How much the Democrats (who are perfectly capable of their share of boilerplate and rhetoric) seemed to really care. And how much they miss Ted Kennedy.

How I’m not sure I ever heard Harry Reid speak quite so much from the heart as when he described Caleb, a boy in Nevada, born with a birth defect, who outgrew his artificial legs, only to be told by his insurer that he didn’t need new ones.

How much I wondered what was in the hearts of sometime renegade Republicans like John McCain, who had fought for a bipartisan patients bill of rights in the 1990s (along with Ted Kennedy and John Edwards) and now was repudiating legislation that would give more patients more rights? Including the right to be a patient.

How Robert Byrd felt, so frail at 92, being pushed in a wheelchair into his beloved Senate chamber for a 1 am vote after a blizzard? Despite his frailty, did he manage to convey, verbally or with one of those piercing glances he mastered when he led the Senate, what he thought of Tom Coburn, who urged American to “pray” that something happened to one of the Democrats so they missed a key vote.  

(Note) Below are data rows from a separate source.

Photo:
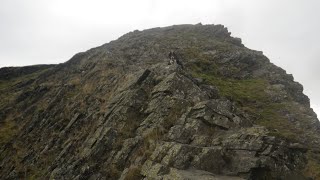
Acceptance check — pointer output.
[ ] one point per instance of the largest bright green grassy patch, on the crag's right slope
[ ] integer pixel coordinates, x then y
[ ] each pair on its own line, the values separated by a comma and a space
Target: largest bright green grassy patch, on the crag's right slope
251, 96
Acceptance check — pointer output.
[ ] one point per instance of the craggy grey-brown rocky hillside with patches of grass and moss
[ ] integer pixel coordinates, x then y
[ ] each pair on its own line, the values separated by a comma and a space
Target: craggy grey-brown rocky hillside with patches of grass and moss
120, 111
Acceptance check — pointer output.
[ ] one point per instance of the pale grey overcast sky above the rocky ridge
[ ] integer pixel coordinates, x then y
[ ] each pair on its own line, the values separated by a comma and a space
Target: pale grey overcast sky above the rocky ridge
51, 31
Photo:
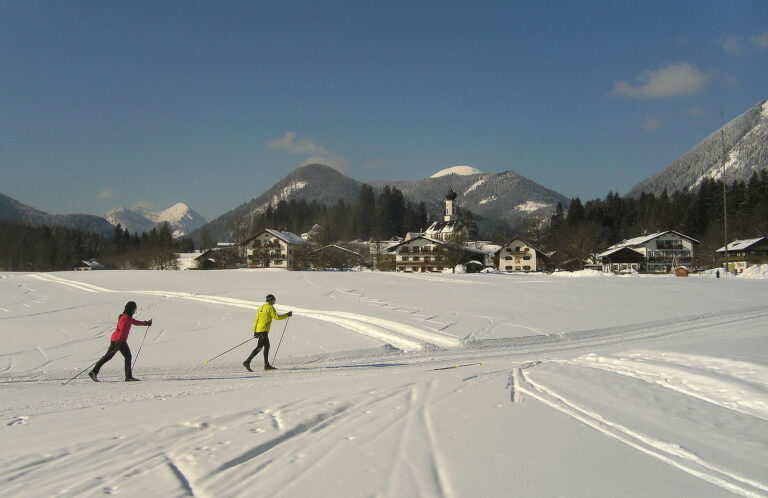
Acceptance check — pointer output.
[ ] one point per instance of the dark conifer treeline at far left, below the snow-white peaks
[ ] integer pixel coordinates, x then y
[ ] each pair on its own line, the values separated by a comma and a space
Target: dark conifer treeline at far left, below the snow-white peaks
31, 247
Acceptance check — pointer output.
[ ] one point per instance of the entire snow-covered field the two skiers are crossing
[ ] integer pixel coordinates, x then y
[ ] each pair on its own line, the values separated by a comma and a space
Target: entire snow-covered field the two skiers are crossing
595, 386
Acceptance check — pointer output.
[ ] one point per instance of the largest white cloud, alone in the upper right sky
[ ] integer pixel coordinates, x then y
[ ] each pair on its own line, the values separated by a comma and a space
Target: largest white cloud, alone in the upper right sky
676, 80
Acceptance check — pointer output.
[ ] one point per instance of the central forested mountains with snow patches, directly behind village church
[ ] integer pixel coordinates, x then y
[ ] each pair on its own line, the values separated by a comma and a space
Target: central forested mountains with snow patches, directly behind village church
505, 195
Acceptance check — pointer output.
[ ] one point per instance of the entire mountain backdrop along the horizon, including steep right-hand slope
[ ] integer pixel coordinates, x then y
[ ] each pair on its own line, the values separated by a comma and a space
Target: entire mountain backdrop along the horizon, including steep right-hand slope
506, 195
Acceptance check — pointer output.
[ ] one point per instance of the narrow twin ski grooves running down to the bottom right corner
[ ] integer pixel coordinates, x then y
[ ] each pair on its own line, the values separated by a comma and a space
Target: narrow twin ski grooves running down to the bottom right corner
668, 452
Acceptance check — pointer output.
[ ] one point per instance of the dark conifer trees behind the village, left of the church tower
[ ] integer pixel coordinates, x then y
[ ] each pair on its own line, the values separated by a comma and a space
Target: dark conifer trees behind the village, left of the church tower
369, 217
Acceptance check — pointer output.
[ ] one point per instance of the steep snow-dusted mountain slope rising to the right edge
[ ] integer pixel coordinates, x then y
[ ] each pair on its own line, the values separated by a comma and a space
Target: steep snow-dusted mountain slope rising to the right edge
746, 151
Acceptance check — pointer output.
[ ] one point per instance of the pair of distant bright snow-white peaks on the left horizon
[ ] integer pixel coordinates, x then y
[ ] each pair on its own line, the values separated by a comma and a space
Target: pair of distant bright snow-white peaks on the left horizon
180, 217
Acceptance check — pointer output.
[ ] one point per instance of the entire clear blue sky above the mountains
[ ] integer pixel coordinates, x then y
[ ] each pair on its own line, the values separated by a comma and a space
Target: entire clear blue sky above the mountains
210, 103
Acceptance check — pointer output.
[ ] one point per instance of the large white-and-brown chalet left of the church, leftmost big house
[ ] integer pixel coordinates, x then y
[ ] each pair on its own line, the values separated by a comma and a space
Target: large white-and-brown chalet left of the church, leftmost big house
275, 249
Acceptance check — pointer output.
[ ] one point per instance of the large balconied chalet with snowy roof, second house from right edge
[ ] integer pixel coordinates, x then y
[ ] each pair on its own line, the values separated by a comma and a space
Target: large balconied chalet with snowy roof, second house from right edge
661, 251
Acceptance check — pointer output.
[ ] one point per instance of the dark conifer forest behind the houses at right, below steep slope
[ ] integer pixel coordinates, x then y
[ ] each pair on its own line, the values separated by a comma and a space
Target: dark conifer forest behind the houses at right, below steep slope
597, 224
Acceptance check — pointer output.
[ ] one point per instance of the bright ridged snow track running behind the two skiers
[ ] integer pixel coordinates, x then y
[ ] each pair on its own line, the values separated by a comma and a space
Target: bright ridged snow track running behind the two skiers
400, 336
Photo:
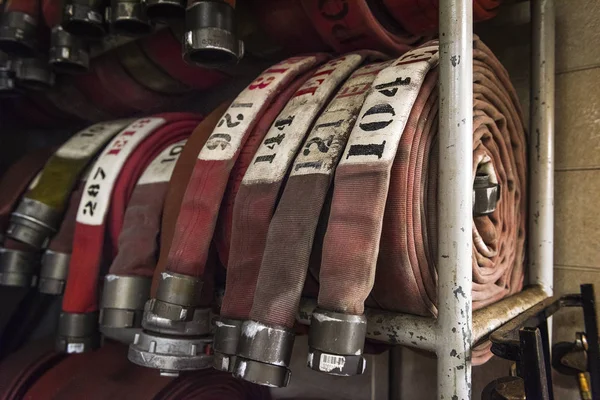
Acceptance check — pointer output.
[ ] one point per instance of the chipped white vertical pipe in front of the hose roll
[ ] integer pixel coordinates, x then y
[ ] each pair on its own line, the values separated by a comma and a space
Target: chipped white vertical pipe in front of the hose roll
455, 199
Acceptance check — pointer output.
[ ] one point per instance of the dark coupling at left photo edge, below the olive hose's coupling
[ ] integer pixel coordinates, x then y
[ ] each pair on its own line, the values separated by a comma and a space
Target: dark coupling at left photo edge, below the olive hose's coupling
18, 268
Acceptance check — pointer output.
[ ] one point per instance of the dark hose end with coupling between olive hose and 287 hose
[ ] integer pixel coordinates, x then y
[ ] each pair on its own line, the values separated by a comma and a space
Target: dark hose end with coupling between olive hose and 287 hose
56, 258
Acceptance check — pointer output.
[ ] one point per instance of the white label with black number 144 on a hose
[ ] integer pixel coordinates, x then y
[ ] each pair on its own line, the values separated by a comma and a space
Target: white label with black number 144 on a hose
278, 149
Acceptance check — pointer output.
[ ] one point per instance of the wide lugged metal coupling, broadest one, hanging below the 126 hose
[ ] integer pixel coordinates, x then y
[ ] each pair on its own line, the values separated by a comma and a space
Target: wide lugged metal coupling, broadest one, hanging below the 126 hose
170, 354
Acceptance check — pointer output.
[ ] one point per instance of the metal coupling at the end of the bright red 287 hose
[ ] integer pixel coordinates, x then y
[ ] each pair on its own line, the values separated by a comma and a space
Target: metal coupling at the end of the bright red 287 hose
77, 333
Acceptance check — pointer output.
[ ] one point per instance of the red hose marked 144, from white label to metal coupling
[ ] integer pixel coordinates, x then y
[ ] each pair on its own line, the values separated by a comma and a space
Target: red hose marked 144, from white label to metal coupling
254, 206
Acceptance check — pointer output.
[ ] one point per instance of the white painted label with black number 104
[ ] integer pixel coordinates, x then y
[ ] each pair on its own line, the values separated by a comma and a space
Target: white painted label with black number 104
383, 117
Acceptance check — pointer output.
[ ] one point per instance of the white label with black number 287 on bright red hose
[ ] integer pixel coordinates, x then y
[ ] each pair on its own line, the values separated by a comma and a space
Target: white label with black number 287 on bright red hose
103, 175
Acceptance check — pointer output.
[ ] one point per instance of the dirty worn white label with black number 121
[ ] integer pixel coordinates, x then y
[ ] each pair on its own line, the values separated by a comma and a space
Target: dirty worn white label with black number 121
324, 145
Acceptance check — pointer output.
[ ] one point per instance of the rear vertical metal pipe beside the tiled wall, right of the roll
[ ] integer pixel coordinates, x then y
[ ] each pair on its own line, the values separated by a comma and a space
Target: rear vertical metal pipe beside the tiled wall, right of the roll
541, 145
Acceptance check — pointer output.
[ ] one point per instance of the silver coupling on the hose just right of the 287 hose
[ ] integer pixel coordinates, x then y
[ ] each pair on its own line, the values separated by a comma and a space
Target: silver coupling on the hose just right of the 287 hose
122, 306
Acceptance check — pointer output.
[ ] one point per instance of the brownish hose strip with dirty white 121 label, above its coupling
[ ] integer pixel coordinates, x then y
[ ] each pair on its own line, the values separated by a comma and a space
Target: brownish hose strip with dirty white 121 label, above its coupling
289, 242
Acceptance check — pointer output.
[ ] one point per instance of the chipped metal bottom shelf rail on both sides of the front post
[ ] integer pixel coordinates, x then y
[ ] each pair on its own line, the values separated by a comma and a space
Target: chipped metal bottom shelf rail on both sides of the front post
420, 332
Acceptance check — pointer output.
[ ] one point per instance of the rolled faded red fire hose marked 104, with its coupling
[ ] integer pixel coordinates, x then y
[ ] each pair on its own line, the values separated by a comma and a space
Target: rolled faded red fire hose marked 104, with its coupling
401, 114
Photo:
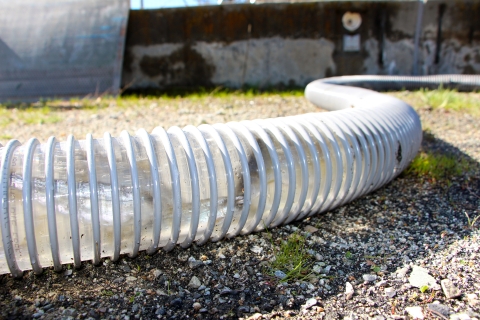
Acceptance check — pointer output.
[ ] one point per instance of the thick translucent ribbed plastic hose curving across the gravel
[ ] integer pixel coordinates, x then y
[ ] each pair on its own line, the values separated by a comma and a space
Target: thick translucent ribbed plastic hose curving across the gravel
66, 202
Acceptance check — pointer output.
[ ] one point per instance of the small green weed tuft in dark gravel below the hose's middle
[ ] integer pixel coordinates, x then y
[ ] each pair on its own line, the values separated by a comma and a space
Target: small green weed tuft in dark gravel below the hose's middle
292, 258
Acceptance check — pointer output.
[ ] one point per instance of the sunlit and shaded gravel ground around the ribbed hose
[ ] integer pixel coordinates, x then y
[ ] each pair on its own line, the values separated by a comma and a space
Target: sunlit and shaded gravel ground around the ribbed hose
404, 251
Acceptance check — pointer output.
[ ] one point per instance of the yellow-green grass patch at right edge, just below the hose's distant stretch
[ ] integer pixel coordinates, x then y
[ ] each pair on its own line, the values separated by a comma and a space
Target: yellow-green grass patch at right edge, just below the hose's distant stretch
451, 100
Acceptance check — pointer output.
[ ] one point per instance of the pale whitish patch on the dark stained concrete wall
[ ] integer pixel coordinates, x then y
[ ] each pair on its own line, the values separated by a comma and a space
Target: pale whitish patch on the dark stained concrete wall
269, 61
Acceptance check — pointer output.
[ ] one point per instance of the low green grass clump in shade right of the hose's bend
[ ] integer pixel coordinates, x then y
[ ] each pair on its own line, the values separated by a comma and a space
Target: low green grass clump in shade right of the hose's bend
437, 167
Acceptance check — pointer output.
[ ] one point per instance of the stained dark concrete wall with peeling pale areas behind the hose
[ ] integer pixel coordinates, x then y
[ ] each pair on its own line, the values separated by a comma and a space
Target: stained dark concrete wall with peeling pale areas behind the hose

How would the public see this a month or two from now?  Would Americans take a big sigh of relief as it sinks in that they wouldn’t have to worry about losing their insurance if they lost their job? That their insurance wouldn’t find an excuse to drop them if they got sick?  That they wouldn’t face a bottomless pit of financial insecurity if they got seriously ill?  Or have the enemies of reform managed to inject so much fear that it dampens the hope?

And how nervous I was as the Senate clerk intoned each name for the vote.  This has not been a predictable process, and we have seen all too well we have some unpredictable senators.

And then it was over. The Ayes had sixty. And now we have to do it again. And again. And then on to conference. And then again.